Ganz nah, aber weit weg: Olympia-Eröffnung aus einer Favela
Rio de Janeiro – Ohne Thiago könnte es gefährlich werden. Thiago ist ziemlich groß, ganz schön kräftig und trägt ärmellos. Thiago wartet an der Metro-Station neben dem legendären Maracanã-
Stadion von Rio de Janeiro.
Der 26-Jährige besorgt auch die Mototaxis, Taxis auf zwei Rädern. Auf dem Rücksitz irgendeines Fahrers geht es den Berg hoch in Richtung einer Favela namens Mangueira. Thiago ist immer in der Nähe.
Wer sich als Gringo, als weißer Ausländer, alleine in eine brasilianische Favela wagt, erhöht seine Chancen, ausgeraubt zu werden. Leute wie Thiago sorgen dafür, dass der Gringo nicht vom Weg abkommt und Einblicke in eine Welt bekommt, die er sonst vielleicht mit leeren Taschen verlassen würde. Mehr als 70 000 Zuschauer sind im selben Moment bei der Eröffnungsfeier der Olympischen Spiele im Maracanã, Millionen Menschen hocken weltweit vor ihren Fernsehern.
Thiago, seine Freundin Jaqueline und ein paar Freunde sind nur knapp zwei Kilometer Luftlinie vom Stadion entfernt. Sie stehen auf dem Dach eines kleinen Hauses in der Favela und ihr Ausblick auf das Maracanã ist: atemberaubend. Zwischen Mangueira auf der einen und der Christus-Statue auf der anderen Seite liegt das legendäre Stadion im Erdgeschoss der brasilianischen Metropole.
Die deutsche Fußball-Nationalmannschaft ist hier vor zwei Jahren Weltmeister geworden. Jetzt hält Brasiliens schwer umstrittener Interimspräsident Michel Temer gerade die Olympia-Eröffnungsrede und wird bitterlich ausgepfiffen. Thiago, Jaqueline und die anderen bekommen das hier oben in Mangueira nicht mit.
Die räumliche Distanz ist so gering, aber die finanzielle hätten sie niemals überwinden können.

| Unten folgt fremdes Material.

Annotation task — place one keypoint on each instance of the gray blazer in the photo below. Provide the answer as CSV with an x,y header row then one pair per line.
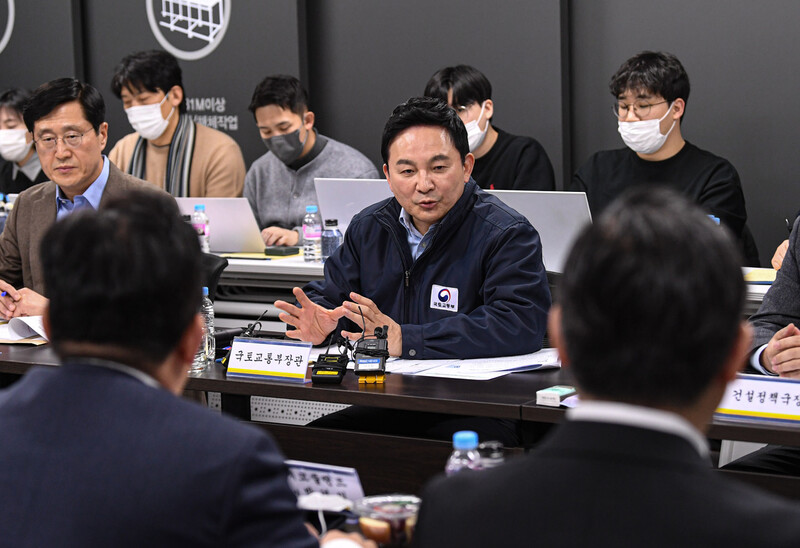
x,y
781,305
34,211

Wer hier in der Favela wohnt, kann sich kein Ticket für die Eröffnung des mehr als 10,5 Milliarden Euro teuren Olympia-Zirkus leisten. Außer, er hat vorher einen einsamen Gringo in der Nachbarschaft ausgeraubt.
Jaqueline grinst, als sie nach den Gefahren in Mangueira gefragt wird. «Hier ist es für Fremde nicht gefährlich, Mangueira ist sehr ruhig und bekannt für seine Offenheit», sagt sie. Man müsse also keine Angst haben. Aber: «Alleine sollte ein Gringo hier nicht rein gehen.» Dann könnte es nämlich doch «perigoso», gefährlich, werden.
Wer sich in der Gemeinschaft von Jaqueline, Thiago und ihren Freunden auf dem Dach eines kleinen Hauses einer Favela befindet, denkt an vieles, aber nicht an Angst. Es wird gelacht, Bier getrunken, manchmal gesungen und ab und zu gestaunt, wenn aus dem Dach des Maracanã gerade mal wieder ein paar Feuerwerkskörper in die Luft gejagt werden.
«Ist das dein Ernst?!», schreit Jaqueline vor Begeisterung bei einem besonders schönen Feuerwerk. «Wow, verdammt, unfassbar». Jaqueline hat schwarze Dreadlocks, dunkle Haut, ist ziemlich laut und ganz schön rund. Sollte tatsächlich noch mal ein vierter Teil von Big Mama’s Haus gedreht werden, wäre Jaqueline die ideale Big Mama. Sie hört nur auf zu reden, wenn sie Bier trinkt.
Als nebenan im Maracanã das olympische Feuer lodert und das letzte Feuerwerk gezündet wird, versammelt sich die Gruppe noch mal am Rand des Daches. Der Himmel über Mangueira leuchtet für kurze Zeit rot, blau und grün – dann löst sich alles in grauen Rauch auf.
Auf dem Rückweg zur Metro scheint es zunächst etwas brenzlig zu werden, weil Thiago keine Mototaxis mehr bekommt. Der Abstieg in Richtung Maracanã muss darum zu Fuß bewältigt werden, durch die engen Gassen einer brasilianischen Favela. Aber Thiago ist ja dabei. «Tudo bem», sagt er. Alles gut.